Sunday, May 25, 2014

Leading through Grief

Our morning staff meeting came to a halt as a staff member shared that she visited Facebook on her phone and saw a memorial post on our counselor's Facebook wall. While our principal brought the meeting to a close, our office manager and I went to the office where I called the family. I made it about halfway through the conversation with family before starting to tear up. The family confirmed that our elementary counselor lost her multi-year battle with cancer that morning. Within an hour, the district had a counselor on campus who coordinated a crisis team that spent all week on campus supporting students and staff.

Below are some lessons I've learned so far about leading through grief.

Public displays of compassion.
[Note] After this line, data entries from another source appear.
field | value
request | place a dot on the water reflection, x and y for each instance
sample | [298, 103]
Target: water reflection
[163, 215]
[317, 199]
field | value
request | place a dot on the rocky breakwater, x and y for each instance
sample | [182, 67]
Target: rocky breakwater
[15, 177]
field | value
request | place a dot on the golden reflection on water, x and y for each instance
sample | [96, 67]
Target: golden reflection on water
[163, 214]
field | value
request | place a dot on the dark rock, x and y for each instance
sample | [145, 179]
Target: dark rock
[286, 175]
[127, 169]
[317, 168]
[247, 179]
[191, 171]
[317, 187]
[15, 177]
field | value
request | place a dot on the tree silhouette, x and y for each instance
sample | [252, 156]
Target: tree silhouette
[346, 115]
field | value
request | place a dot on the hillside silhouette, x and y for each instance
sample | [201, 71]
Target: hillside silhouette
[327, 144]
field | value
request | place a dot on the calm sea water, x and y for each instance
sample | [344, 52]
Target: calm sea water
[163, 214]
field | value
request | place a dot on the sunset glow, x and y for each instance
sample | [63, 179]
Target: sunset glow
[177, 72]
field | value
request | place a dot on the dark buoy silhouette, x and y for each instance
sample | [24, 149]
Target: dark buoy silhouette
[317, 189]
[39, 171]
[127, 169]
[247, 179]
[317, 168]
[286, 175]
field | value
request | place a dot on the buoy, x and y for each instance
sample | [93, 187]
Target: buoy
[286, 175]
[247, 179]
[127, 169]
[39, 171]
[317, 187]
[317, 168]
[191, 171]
This goes for both staff and students.
-The crisis team taught me that, if people are interested, a staff tribute can be helpful in the grieving process. Our staff decided to invite the whole school to wear pink in honor of our counselor who passed away from cancer. Coincidentally, our monthly potluck was on the same day we wore pink. Beautiful stories of celebration and hope filled the staff room as everyone ate together and honored our counselor in pink.
-The Giving Tree was one of our counselor's favorite books so one classroom decided to create a giving tree where all students in the school could share what was on their heart.
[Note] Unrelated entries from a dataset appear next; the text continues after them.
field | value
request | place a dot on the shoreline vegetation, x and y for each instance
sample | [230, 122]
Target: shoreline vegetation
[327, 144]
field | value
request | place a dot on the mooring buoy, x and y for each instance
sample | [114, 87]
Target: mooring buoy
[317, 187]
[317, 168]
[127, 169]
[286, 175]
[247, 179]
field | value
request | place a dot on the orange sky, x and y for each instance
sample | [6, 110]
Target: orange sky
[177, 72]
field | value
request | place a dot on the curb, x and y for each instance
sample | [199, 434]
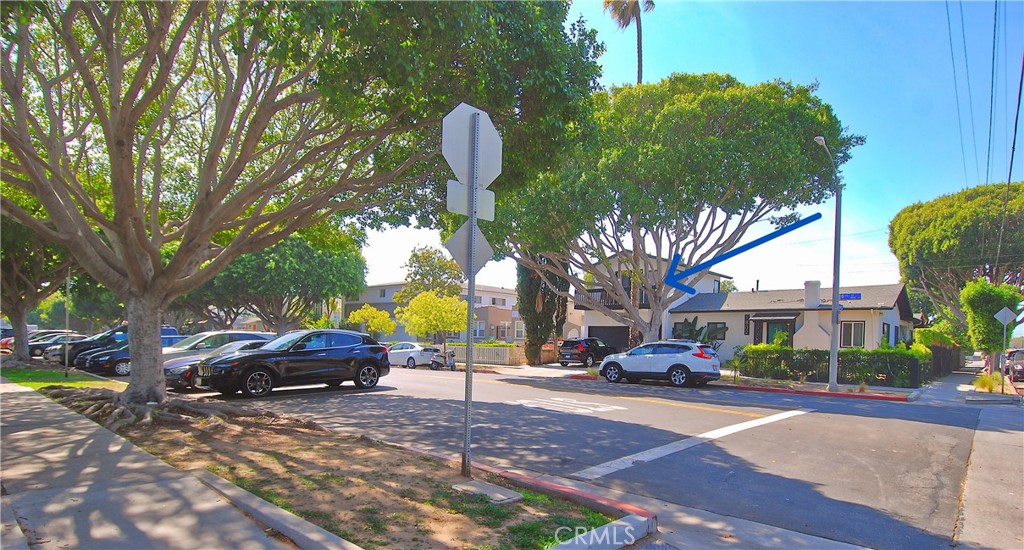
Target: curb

Everyone brings their own experiences and feelings. It's important to acknowledge this as we all grieve in different ways.
-A student had his head down when I went into the lunchroom and I saw he was crying. As I walked the student to our library, where additional counselors were housed, the student shared his mom passed away from cancer two years ago. There are many stories like this, where students or staff experienced loss. These emotions can be stirred up in times of crisis, and it's important we provide avenues for sharing and support.
-Personally, the day before our counselor passed away, I found out a close relative was diagnosed with the same kind of cancer our counselor had. To take care of myself, I've taken longer walks with my dog and savored more time with family.

Find joy each day.
-I was on the playground as students exited from recess the other day. A classroom job is often "door holder". I noticed a kindergarten student going above and beyond his traditional door holder job to console his classmates. "Hug?" he asked each of his peers as they entered from recess. Most kids took him up on the offer. It's moments like this that provide me with joy each day.

My prioritization of tasks inside/outside of school is still shifting as the needs of our learning community fluctuate. I continue learning each day, and I use this learning to adjust my approach as I lead through grief.